Eski Mossad Başkanı, bir istihbarat görevlisinin karşısındakiler karşısında üstünlük sağlamasının önemine değiniyor. Baalbek’te bir ‘arkeolog’ ve Sudan’da bir Lübnanlı çay tüccarına karşı ‘çay poşeti koleksiyoncusu’ kimliğine bürünme deneyimlerini anlatıyor. İsrail istihbaratının ajan toplama yöntemlerini açıklarken, bu yöntemlerin binlerce yıldır casuslukta kullanılan klasik yöntemlerin aynısı olduğunu ortaya koyuyor: İnsan zaaflarını tespit etme, alışılmadık davranışları kullanma, çıkarları ve çıkar çatışmalarını araştırma, motivasyonları (mali, ideolojik, cinsel, duygusal, kin, kıskançlık vb.) değerlendirme.
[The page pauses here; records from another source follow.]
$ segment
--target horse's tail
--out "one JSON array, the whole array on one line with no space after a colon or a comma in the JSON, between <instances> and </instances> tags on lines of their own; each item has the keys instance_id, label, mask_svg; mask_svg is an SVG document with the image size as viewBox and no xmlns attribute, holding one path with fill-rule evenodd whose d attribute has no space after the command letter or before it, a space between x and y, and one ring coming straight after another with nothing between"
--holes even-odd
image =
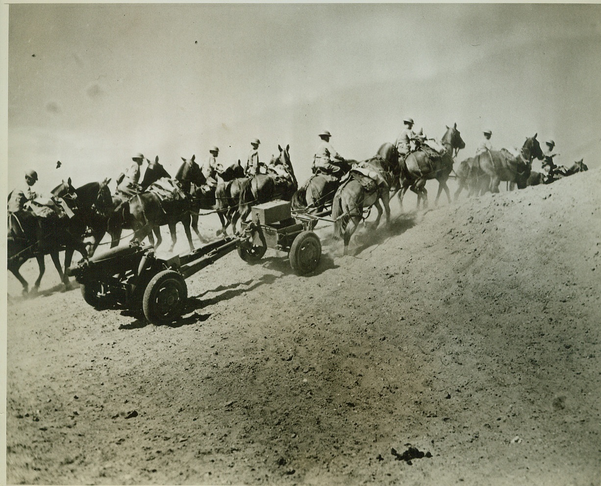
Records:
<instances>
[{"instance_id":1,"label":"horse's tail","mask_svg":"<svg viewBox=\"0 0 601 486\"><path fill-rule=\"evenodd\" d=\"M349 215L344 214L342 207L342 187L341 186L332 201L332 219L334 220L334 239L341 240L344 229L349 223Z\"/></svg>"},{"instance_id":2,"label":"horse's tail","mask_svg":"<svg viewBox=\"0 0 601 486\"><path fill-rule=\"evenodd\" d=\"M293 209L298 210L307 208L307 184L304 184L292 195L291 205Z\"/></svg>"},{"instance_id":3,"label":"horse's tail","mask_svg":"<svg viewBox=\"0 0 601 486\"><path fill-rule=\"evenodd\" d=\"M238 214L243 218L250 211L251 203L254 201L252 194L253 178L243 181L240 187L240 199L238 201Z\"/></svg>"}]
</instances>

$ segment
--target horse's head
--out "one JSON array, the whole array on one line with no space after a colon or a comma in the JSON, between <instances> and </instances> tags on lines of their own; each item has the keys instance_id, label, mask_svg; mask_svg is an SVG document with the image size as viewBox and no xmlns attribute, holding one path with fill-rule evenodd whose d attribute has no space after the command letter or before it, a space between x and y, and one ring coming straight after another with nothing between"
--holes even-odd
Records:
<instances>
[{"instance_id":1,"label":"horse's head","mask_svg":"<svg viewBox=\"0 0 601 486\"><path fill-rule=\"evenodd\" d=\"M180 182L191 182L196 186L203 186L207 183L207 180L203 175L200 166L195 162L195 156L192 156L189 159L182 157L184 163L177 171L175 178Z\"/></svg>"},{"instance_id":2,"label":"horse's head","mask_svg":"<svg viewBox=\"0 0 601 486\"><path fill-rule=\"evenodd\" d=\"M457 129L457 123L455 123L452 127L447 127L447 131L442 136L441 142L447 148L447 151L453 155L453 151L459 151L460 149L465 148L465 142L461 138L461 133Z\"/></svg>"},{"instance_id":3,"label":"horse's head","mask_svg":"<svg viewBox=\"0 0 601 486\"><path fill-rule=\"evenodd\" d=\"M111 182L111 179L106 178L100 183L98 194L94 201L94 206L99 213L103 214L108 214L109 211L112 211L114 207L112 196L111 194L111 189L109 187L109 182Z\"/></svg>"},{"instance_id":4,"label":"horse's head","mask_svg":"<svg viewBox=\"0 0 601 486\"><path fill-rule=\"evenodd\" d=\"M296 182L296 177L294 175L294 170L292 168L292 162L290 162L290 156L288 151L290 150L290 145L286 145L285 148L282 148L280 145L278 145L279 154L277 156L272 157L269 162L269 165L278 168L288 174L294 184Z\"/></svg>"},{"instance_id":5,"label":"horse's head","mask_svg":"<svg viewBox=\"0 0 601 486\"><path fill-rule=\"evenodd\" d=\"M238 159L237 163L234 163L228 167L219 174L219 177L223 179L224 182L229 182L234 179L241 178L244 177L244 168L242 167Z\"/></svg>"},{"instance_id":6,"label":"horse's head","mask_svg":"<svg viewBox=\"0 0 601 486\"><path fill-rule=\"evenodd\" d=\"M522 147L522 156L529 162L531 162L534 157L539 160L543 160L543 151L540 150L540 144L536 139L538 135L535 133L534 136L527 138Z\"/></svg>"},{"instance_id":7,"label":"horse's head","mask_svg":"<svg viewBox=\"0 0 601 486\"><path fill-rule=\"evenodd\" d=\"M77 197L75 188L71 185L70 177L67 180L67 182L62 181L50 192L53 196L56 196L57 198L64 198L66 196L70 196L73 198Z\"/></svg>"},{"instance_id":8,"label":"horse's head","mask_svg":"<svg viewBox=\"0 0 601 486\"><path fill-rule=\"evenodd\" d=\"M588 170L588 168L587 166L587 165L584 163L584 159L581 159L579 160L578 160L578 162L574 162L574 165L575 165L577 168L576 172L584 172L585 171Z\"/></svg>"}]
</instances>

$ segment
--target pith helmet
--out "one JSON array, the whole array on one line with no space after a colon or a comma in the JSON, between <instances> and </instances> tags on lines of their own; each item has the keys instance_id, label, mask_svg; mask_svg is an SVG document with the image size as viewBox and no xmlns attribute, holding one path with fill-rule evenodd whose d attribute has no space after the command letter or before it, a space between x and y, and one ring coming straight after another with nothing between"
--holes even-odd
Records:
<instances>
[{"instance_id":1,"label":"pith helmet","mask_svg":"<svg viewBox=\"0 0 601 486\"><path fill-rule=\"evenodd\" d=\"M30 178L31 179L33 179L34 181L37 181L37 172L35 172L35 171L34 171L32 169L30 169L30 170L29 170L29 171L28 171L27 172L25 172L25 177L29 177L29 178Z\"/></svg>"}]
</instances>

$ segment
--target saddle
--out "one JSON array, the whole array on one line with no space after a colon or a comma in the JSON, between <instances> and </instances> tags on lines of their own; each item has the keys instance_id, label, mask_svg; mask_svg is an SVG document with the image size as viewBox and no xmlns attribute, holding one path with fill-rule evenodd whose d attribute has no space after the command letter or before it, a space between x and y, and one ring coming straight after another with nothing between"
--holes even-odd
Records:
<instances>
[{"instance_id":1,"label":"saddle","mask_svg":"<svg viewBox=\"0 0 601 486\"><path fill-rule=\"evenodd\" d=\"M186 199L186 195L182 190L177 181L166 177L162 177L153 182L148 187L146 192L154 194L161 202L184 201Z\"/></svg>"},{"instance_id":2,"label":"saddle","mask_svg":"<svg viewBox=\"0 0 601 486\"><path fill-rule=\"evenodd\" d=\"M361 184L368 194L375 192L377 190L377 183L371 177L365 175L358 169L353 169L350 172L350 177Z\"/></svg>"},{"instance_id":3,"label":"saddle","mask_svg":"<svg viewBox=\"0 0 601 486\"><path fill-rule=\"evenodd\" d=\"M65 210L49 198L37 197L32 201L27 201L23 205L23 207L42 219L51 218L62 219L67 217Z\"/></svg>"}]
</instances>

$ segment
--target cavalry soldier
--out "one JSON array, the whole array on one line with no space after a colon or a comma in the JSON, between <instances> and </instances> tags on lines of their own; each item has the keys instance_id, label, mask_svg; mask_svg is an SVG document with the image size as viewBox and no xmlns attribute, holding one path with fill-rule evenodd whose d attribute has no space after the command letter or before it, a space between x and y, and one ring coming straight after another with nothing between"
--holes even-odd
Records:
<instances>
[{"instance_id":1,"label":"cavalry soldier","mask_svg":"<svg viewBox=\"0 0 601 486\"><path fill-rule=\"evenodd\" d=\"M415 133L413 131L413 118L407 118L403 120L404 127L397 137L396 145L398 155L403 159L407 157L411 149L411 140L415 138Z\"/></svg>"},{"instance_id":2,"label":"cavalry soldier","mask_svg":"<svg viewBox=\"0 0 601 486\"><path fill-rule=\"evenodd\" d=\"M23 205L28 201L32 201L37 197L37 193L32 186L37 181L37 172L29 170L25 172L26 188L16 188L8 195L8 212L16 213L23 209ZM23 189L25 190L23 190Z\"/></svg>"},{"instance_id":3,"label":"cavalry soldier","mask_svg":"<svg viewBox=\"0 0 601 486\"><path fill-rule=\"evenodd\" d=\"M219 149L218 147L213 146L211 147L209 153L211 154L211 156L203 164L201 170L202 170L203 175L207 180L207 185L212 187L216 187L217 168L218 165L217 156L219 154Z\"/></svg>"},{"instance_id":4,"label":"cavalry soldier","mask_svg":"<svg viewBox=\"0 0 601 486\"><path fill-rule=\"evenodd\" d=\"M258 138L254 138L251 142L251 145L252 148L251 149L251 151L248 154L248 160L246 162L246 168L245 169L245 173L247 175L254 175L255 174L260 174L261 171L260 168L261 165L264 166L264 164L261 164L259 162L259 144L261 143Z\"/></svg>"},{"instance_id":5,"label":"cavalry soldier","mask_svg":"<svg viewBox=\"0 0 601 486\"><path fill-rule=\"evenodd\" d=\"M117 193L130 196L138 193L141 190L138 182L140 180L140 166L144 160L144 156L138 154L132 157L133 163L127 168L124 173L121 172L117 179Z\"/></svg>"},{"instance_id":6,"label":"cavalry soldier","mask_svg":"<svg viewBox=\"0 0 601 486\"><path fill-rule=\"evenodd\" d=\"M478 148L476 149L476 155L493 150L492 144L490 143L490 137L492 136L492 132L487 129L482 133L484 133L484 138L478 145Z\"/></svg>"},{"instance_id":7,"label":"cavalry soldier","mask_svg":"<svg viewBox=\"0 0 601 486\"><path fill-rule=\"evenodd\" d=\"M319 173L333 175L340 179L343 175L343 169L337 165L337 161L344 162L342 157L330 143L330 137L332 135L327 130L324 130L319 134L322 139L313 156L313 163L311 165L311 171L313 174Z\"/></svg>"}]
</instances>

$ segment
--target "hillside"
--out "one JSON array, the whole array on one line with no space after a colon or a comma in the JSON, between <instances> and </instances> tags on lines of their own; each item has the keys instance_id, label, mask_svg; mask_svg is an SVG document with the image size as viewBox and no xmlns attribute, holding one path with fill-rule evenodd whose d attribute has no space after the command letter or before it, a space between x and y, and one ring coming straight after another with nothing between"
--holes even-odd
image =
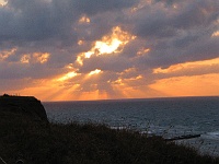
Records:
<instances>
[{"instance_id":1,"label":"hillside","mask_svg":"<svg viewBox=\"0 0 219 164\"><path fill-rule=\"evenodd\" d=\"M43 112L44 110L44 112ZM0 97L0 157L8 164L219 164L193 148L113 130L104 125L47 121L35 97ZM1 163L1 162L0 162Z\"/></svg>"}]
</instances>

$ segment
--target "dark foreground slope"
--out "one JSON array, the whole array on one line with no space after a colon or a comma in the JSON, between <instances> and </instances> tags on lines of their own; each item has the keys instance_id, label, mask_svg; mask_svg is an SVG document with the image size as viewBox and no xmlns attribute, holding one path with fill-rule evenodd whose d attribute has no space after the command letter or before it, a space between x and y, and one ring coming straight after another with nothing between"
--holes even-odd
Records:
<instances>
[{"instance_id":1,"label":"dark foreground slope","mask_svg":"<svg viewBox=\"0 0 219 164\"><path fill-rule=\"evenodd\" d=\"M19 159L26 164L219 164L194 149L135 131L35 121L1 104L0 115L0 156L8 164Z\"/></svg>"}]
</instances>

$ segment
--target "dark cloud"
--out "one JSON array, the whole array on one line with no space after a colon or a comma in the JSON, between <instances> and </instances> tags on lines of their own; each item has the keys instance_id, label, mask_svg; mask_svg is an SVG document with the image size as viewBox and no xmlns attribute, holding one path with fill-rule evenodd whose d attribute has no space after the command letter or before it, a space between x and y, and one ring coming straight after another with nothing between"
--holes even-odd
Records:
<instances>
[{"instance_id":1,"label":"dark cloud","mask_svg":"<svg viewBox=\"0 0 219 164\"><path fill-rule=\"evenodd\" d=\"M89 17L90 22L79 23L81 16ZM13 79L9 85L22 79L49 79L68 73L71 70L67 66L72 65L83 75L95 69L103 73L99 79L87 81L82 81L83 75L69 79L65 83L68 87L80 83L81 91L99 89L119 95L110 82L120 78L127 85L146 89L159 78L187 73L186 70L154 75L155 68L218 58L219 37L212 37L219 30L216 0L153 0L151 3L140 0L8 0L7 5L0 7L0 79ZM111 35L115 26L135 35L136 39L127 43L122 52L92 56L84 59L83 66L78 65L77 56L91 50L94 43ZM78 45L80 39L83 45ZM5 55L11 49L16 50ZM138 55L142 49L150 51ZM41 63L35 61L35 52L50 56ZM31 57L30 63L21 62L24 55ZM214 68L204 72L216 72ZM123 73L128 69L135 71ZM191 72L194 74L198 74L198 70ZM138 75L142 79L131 80ZM10 89L2 82L0 85Z\"/></svg>"}]
</instances>

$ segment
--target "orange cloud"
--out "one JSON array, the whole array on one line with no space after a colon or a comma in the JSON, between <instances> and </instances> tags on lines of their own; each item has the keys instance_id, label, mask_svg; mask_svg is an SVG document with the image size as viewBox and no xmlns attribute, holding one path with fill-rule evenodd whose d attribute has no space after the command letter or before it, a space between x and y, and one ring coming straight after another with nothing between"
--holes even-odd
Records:
<instances>
[{"instance_id":1,"label":"orange cloud","mask_svg":"<svg viewBox=\"0 0 219 164\"><path fill-rule=\"evenodd\" d=\"M153 73L154 74L173 73L173 72L180 72L180 71L185 71L185 70L192 71L194 69L198 69L201 72L203 69L205 69L206 67L215 67L215 66L219 67L219 58L210 59L210 60L203 60L203 61L177 63L177 65L173 65L166 69L157 68L157 69L153 69Z\"/></svg>"},{"instance_id":2,"label":"orange cloud","mask_svg":"<svg viewBox=\"0 0 219 164\"><path fill-rule=\"evenodd\" d=\"M219 95L219 73L157 80L149 85L164 96Z\"/></svg>"},{"instance_id":3,"label":"orange cloud","mask_svg":"<svg viewBox=\"0 0 219 164\"><path fill-rule=\"evenodd\" d=\"M83 60L91 58L91 56L110 55L123 51L123 48L136 36L122 31L119 26L112 30L111 35L103 36L101 40L96 40L91 50L78 55L77 62L83 65ZM79 45L83 44L82 40L78 42Z\"/></svg>"}]
</instances>

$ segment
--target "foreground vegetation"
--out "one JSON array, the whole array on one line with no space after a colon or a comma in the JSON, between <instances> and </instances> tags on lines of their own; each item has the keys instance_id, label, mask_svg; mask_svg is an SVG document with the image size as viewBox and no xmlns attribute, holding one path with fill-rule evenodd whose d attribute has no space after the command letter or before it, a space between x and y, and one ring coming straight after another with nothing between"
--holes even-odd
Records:
<instances>
[{"instance_id":1,"label":"foreground vegetation","mask_svg":"<svg viewBox=\"0 0 219 164\"><path fill-rule=\"evenodd\" d=\"M103 125L48 124L20 114L1 114L0 131L0 157L8 164L19 159L26 164L219 163L219 159L198 155L192 148L159 137Z\"/></svg>"}]
</instances>

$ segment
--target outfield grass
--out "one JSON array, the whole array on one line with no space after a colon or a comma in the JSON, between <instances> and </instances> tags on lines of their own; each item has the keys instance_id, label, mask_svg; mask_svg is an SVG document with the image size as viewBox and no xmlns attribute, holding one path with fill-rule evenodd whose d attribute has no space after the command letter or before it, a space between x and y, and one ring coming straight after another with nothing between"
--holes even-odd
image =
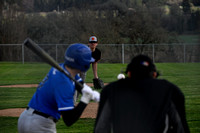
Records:
<instances>
[{"instance_id":1,"label":"outfield grass","mask_svg":"<svg viewBox=\"0 0 200 133\"><path fill-rule=\"evenodd\" d=\"M159 78L167 79L181 88L186 99L187 121L191 133L200 132L200 63L158 63ZM99 77L104 82L116 80L121 68L126 64L99 64ZM38 63L0 62L0 85L39 83L50 66ZM86 82L92 82L91 69L87 72ZM26 107L35 88L0 88L0 109ZM92 132L95 119L80 119L72 127L63 121L57 123L61 132ZM17 132L17 118L0 117L0 131Z\"/></svg>"}]
</instances>

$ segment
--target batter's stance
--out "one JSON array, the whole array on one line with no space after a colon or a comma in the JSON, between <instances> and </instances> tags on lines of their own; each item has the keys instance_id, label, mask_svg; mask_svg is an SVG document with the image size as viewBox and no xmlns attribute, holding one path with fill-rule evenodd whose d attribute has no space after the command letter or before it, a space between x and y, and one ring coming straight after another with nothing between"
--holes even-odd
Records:
<instances>
[{"instance_id":1,"label":"batter's stance","mask_svg":"<svg viewBox=\"0 0 200 133\"><path fill-rule=\"evenodd\" d=\"M77 74L86 72L93 61L91 50L86 45L72 44L65 53L65 62L60 65L69 75L81 81ZM99 100L98 92L86 84L83 86L81 100L74 106L75 83L51 68L19 117L19 133L56 133L56 122L60 116L67 126L71 126L80 118L91 99Z\"/></svg>"}]
</instances>

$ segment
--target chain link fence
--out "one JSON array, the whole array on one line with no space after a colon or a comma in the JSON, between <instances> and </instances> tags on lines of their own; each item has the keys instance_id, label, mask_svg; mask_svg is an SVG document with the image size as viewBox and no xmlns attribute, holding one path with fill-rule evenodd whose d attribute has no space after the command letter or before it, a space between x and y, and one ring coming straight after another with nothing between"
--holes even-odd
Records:
<instances>
[{"instance_id":1,"label":"chain link fence","mask_svg":"<svg viewBox=\"0 0 200 133\"><path fill-rule=\"evenodd\" d=\"M69 44L39 44L57 62L64 61ZM200 62L199 44L98 44L102 51L100 63L129 63L138 55L150 56L154 62ZM42 62L23 44L0 44L0 61Z\"/></svg>"}]
</instances>

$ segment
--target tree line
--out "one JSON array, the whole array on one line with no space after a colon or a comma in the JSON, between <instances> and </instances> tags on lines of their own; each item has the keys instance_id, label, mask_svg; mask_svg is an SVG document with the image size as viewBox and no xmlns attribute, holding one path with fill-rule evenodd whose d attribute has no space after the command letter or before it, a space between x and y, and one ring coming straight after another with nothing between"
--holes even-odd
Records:
<instances>
[{"instance_id":1,"label":"tree line","mask_svg":"<svg viewBox=\"0 0 200 133\"><path fill-rule=\"evenodd\" d=\"M199 0L1 0L0 44L174 43L199 33Z\"/></svg>"}]
</instances>

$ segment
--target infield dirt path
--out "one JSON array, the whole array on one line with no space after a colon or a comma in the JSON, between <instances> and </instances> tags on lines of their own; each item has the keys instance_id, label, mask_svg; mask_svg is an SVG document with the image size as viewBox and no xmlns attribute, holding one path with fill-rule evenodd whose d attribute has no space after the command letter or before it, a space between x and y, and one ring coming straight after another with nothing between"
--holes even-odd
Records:
<instances>
[{"instance_id":1,"label":"infield dirt path","mask_svg":"<svg viewBox=\"0 0 200 133\"><path fill-rule=\"evenodd\" d=\"M89 86L93 86L92 83L87 83ZM38 84L26 84L26 85L6 85L0 87L37 87ZM84 110L81 118L96 118L98 109L98 103L89 103L86 109ZM11 117L19 117L20 114L25 110L25 108L13 108L13 109L3 109L0 110L0 116L11 116Z\"/></svg>"}]
</instances>

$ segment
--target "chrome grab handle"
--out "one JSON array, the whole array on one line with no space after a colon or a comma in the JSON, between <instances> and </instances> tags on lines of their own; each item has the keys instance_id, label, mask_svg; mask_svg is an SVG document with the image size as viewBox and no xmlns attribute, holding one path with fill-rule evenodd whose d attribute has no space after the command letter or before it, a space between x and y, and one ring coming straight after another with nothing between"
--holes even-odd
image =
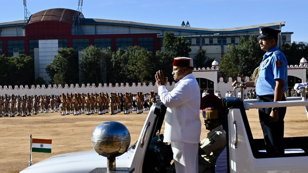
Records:
<instances>
[{"instance_id":1,"label":"chrome grab handle","mask_svg":"<svg viewBox=\"0 0 308 173\"><path fill-rule=\"evenodd\" d=\"M149 122L148 123L147 127L145 127L144 131L143 131L143 135L142 135L142 139L141 141L141 144L140 145L140 147L142 148L143 147L143 145L144 144L144 139L145 139L145 135L147 134L147 132L148 131L148 129L150 127L150 124L151 123Z\"/></svg>"},{"instance_id":2,"label":"chrome grab handle","mask_svg":"<svg viewBox=\"0 0 308 173\"><path fill-rule=\"evenodd\" d=\"M237 137L237 126L236 125L236 121L233 122L233 125L234 126L234 130L235 131L235 141L234 143L234 145L235 148L237 148L237 141L238 138Z\"/></svg>"}]
</instances>

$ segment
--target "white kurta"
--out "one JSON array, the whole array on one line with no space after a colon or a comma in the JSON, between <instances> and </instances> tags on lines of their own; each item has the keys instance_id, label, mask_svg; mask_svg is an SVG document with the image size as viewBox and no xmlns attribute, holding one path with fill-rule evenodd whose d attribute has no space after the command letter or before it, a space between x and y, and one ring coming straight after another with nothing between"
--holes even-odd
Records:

Kendi yöntemlerini şöyle gerekçelendiriyor: “Hedef, iş birliği yapmazsa çok şey kaybedeceğini bilmeli; böylece onu İsrail istihbaratının tuzaklarına düşürürsünüz. Çoğu zaman hedef, Suriye ordusunun üst düzey bir subayı veya İranlı bir atom bilimcisi olduğunda, onu öyle bir tuzağa düşürürsünüz ki bir noktada ihanette bulunacak bir eylem yapar. Tuzak kurulduğunda, onu son ana kadar kullanırsınız; çünkü ihaneti ortaya çıkarmakla tehdit ediyorsunuz.”

Dünyada İsrail

Cohen, Mossad'ın İsrail'i doğrudan veya dolaylı olarak etkileyen her türlü gelişmeyi izlediğini söylüyor. İran, Lübnan, Suriye, Irak, Yemen ve bağlı silahlı örgütlerdeki gelişmelerle yakından ilgileniyor. Ancak, istihbarat teşkilatlarının gerekli özeni göstermesi gereken, tüm insanlığı tehdit eden bir sorun olduğunu düşünüyor: iklim krizi. Bu konuyla, görevinden ayrıldıktan sonra da kişisel olarak ilgilendiğini ve ilgilenmeye devam ettiğini belirtiyor.

fgtyh
Eylül ayında Gazze'de kıtlık ve yerinden edilme dalgaları devam ederken, Han Yunus'ta gıda yardımı almak için bekleyen Filistinliler (AFP)

Ancak, istihbarat konularında uluslararası iş birliği Mossad için en önemli proje olarak görülüyor. Cohen, dünya çapındaki istihbarat kurumlarıyla nasıl ilişkiler kurduğunu anlatıyor. Bunun, 2016 yılında DEAŞ'ın Belçika'da terör saldırıları düzenlemesiyle başladığını söylüyor. Terör saldırısının gerçekleştiği gün, Cohen operasyonlarla ilgili önemli bir ihbar aldı. Ancak ihbar çok geç geldi. Yine de Belçikalı meslektaşıyla iletişime geçerek onu bilgilendirdi. Soruşturmaya yardımcı olacak daha fazla bilgi verdi. O yılın ilerleyen aylarında, Abu Dabi'den Sidney'e uçan bir sivil uçağı havaya uçurma planı hakkında Avustralya'yı bilgilendirdi. Mossad sayesinde operasyon engellendi ve silahları ve patlayıcıları hazır olan hücre ortaya çıkarıldı.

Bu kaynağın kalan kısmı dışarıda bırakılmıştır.